Agriculture coalition members said the legislation will resolve a basic inequity which has existed since 1967. Removing the current ban on interstate sales will level the economic playing field for small business, spur more competition in the marketplace, create a more uniform inspection system and further enhance food safety and consumer confidence in the food supply. The coalition is also launching a national grassroots campaign to support passage of the bill. Coalition members include: the National Association of State Departments of Agriculture (NASDA); American Association of Meat Processors (AAMP); Center for Rural Affairs; American Meat Goat Association; Kansas Livestock Association; National Farmers Union; National Grange; American Sheep Industry Association (ASI); Missouri Association of Meat Processors; Montana Chamber of Commerce; National Association of State Meat and Food Inspection Directors (NASMFID); National Bison Association; North Dakota Meat Processors Association (NDMPA); North Dakota Stockmen’s Association; Ohio Association of Meat Processors; R-CALF United Stockgrowers of America; Texas Association of Business; and Wisconsin Association of Meat Processors.
State and local agricultural groups have long sought to fix current law which is outdated and restricts free markets. The 1967 and 1968 Meat and Poultry Acts prohibit state-inspected products (beef, poultry, pork, lamb, and goat) from being sold in interstate commerce. However, the prohibition does not apply to “non-amenable” products—such as venison, pheasant, quail, rabbit, and a host of others. These products are normally regulated by state inspection programs, yet can be shipped in interstate commerce without restriction. The agricultural coalition pointed out that it does not make sense to allow these products to be shipped across state borders while beef, poultry, pork, lamb and goats cannot be shipped interstate.
S. 3519 would expand marketing opportunities for farmers and ranchers which they never had before. Without change, growing concentration in the processing sector will continue to leave smaller farmers and ranchers with fewer buyers for their livestock and poultry. Increased markets will stimulate small business sales, expand rural development, and increase local tax bases—all of which will benefit farmers, ranchers, processors, related industries, and consumers. Three USDA advisory committees have recommended that the ban on interstate sales be removed.
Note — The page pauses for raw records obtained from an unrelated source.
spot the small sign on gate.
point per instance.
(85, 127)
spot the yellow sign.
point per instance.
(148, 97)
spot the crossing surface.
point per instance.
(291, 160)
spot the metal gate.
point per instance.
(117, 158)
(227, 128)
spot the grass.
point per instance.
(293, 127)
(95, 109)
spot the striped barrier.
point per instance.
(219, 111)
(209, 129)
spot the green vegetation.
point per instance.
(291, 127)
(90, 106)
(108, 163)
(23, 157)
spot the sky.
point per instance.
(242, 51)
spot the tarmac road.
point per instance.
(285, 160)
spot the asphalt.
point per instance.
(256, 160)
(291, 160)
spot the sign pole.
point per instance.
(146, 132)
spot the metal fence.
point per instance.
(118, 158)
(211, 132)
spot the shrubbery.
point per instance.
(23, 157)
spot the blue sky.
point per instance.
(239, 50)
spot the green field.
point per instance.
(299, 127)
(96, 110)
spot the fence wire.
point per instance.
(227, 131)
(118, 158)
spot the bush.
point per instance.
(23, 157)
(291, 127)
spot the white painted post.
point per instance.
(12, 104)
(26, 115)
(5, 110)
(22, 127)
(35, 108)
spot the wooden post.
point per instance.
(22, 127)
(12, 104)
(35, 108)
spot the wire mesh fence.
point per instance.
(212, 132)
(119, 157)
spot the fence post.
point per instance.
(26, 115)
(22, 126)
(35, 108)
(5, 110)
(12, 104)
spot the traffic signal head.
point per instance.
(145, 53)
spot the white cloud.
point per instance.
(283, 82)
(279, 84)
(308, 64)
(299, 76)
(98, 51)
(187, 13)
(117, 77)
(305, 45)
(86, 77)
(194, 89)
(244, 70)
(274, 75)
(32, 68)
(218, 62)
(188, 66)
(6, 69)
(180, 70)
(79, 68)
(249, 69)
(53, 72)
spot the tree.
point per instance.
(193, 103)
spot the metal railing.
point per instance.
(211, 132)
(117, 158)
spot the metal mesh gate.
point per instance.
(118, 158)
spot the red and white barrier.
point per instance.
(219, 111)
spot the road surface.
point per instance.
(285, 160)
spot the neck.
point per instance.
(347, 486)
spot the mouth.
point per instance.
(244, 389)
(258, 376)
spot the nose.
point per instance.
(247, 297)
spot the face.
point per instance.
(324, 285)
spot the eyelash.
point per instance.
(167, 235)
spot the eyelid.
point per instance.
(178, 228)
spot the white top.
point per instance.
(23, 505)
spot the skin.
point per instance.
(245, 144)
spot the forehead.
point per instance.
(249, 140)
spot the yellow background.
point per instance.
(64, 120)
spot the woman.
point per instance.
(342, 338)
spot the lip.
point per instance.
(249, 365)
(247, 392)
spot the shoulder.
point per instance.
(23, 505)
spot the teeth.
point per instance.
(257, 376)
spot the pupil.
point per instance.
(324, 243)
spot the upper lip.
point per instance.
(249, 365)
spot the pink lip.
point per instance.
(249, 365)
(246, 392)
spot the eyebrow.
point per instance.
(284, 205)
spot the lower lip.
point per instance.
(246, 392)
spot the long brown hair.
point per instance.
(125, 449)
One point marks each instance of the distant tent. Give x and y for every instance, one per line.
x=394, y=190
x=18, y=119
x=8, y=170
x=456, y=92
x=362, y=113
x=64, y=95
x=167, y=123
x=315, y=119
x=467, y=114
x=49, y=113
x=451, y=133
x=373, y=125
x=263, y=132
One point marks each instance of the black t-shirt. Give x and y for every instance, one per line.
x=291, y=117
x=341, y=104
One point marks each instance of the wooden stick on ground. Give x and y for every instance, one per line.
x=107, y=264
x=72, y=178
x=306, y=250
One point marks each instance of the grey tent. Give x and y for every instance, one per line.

The agricultural coalition further noted that the legislation would also ensure fairness in trade. Foreign-produced meat and poultry products can be freely shipped and sold anywhere in the U.S. as long as that foreign country’s inspection program is equivalent to U.S. federal standards—the same standard which state meat inspection programs must meet. State agriculture officials pointed out that S. 3519 would provide small businesses in the U.S. with the same marketing opportunities given to companies in foreign countries.
Coalition members emphasized that state and federal inspection programs should function together as a seamless system in both intrastate and interstate commerce. “We hope Congress will act this year because this legislation will further enhance food safety, improve competition, and benefit farmers, ranchers, and consumers.”